4          Et le franc-maçon dans tout çà ?

Il apparaît clairement que cette question, en opposant barbarie et humanisme, renvoie à des interrogations chères à la F :.M :. Notamment sur l’utilité de la F :.M :. et de son rapport avec le monde profane.

Sans vouloir relancer ce débat, il est important de constater qu’aujourd’hui, la franc-maçonnerie, par ses valeurs et ses méthodes, apparaît comme un véritable outil de réflexion sur ce que peut et ce que doit être notre monde. Est-ce que cet outil peut ou doit participer à ce travail de progrès ?

Au siècle des Lumières, époque de changements de la même amplitude que ceux que nous vivons aujourd’hui, les francs-maçons ont su aider par leurs travaux à faire progresser la société en exposant clairement leur vision du monde et la place que devait y occuper l’homme.
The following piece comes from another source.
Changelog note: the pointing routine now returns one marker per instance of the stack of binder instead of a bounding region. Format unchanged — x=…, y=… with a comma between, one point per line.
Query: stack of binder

Cette vision eut le succès qu’on lui connaît parce que les travaux étaient de qualité, et non pas en raison de la promiscuité de la maçonnerie avec les milieux influents.

Sans développer plus en avant, nous pouvons faire un parallèle entre cette époque et la notre, notamment sur les grandes incertitudes qui existent dans le monde à venir ainsi que sur la présence d’une pensée unique concernant ce que doit être le progrès humain. Sur ces deux points, les francs-maçons peuvent certainement là encore aider la société par leur travail.

Marx a dit : «Jusqu’ici les philosophes n’ont fait qu’interpréter le monde, ce qui importe c'est de le transformer.» A chacun d’apporter sa pierre dans cette œuvre de transformation.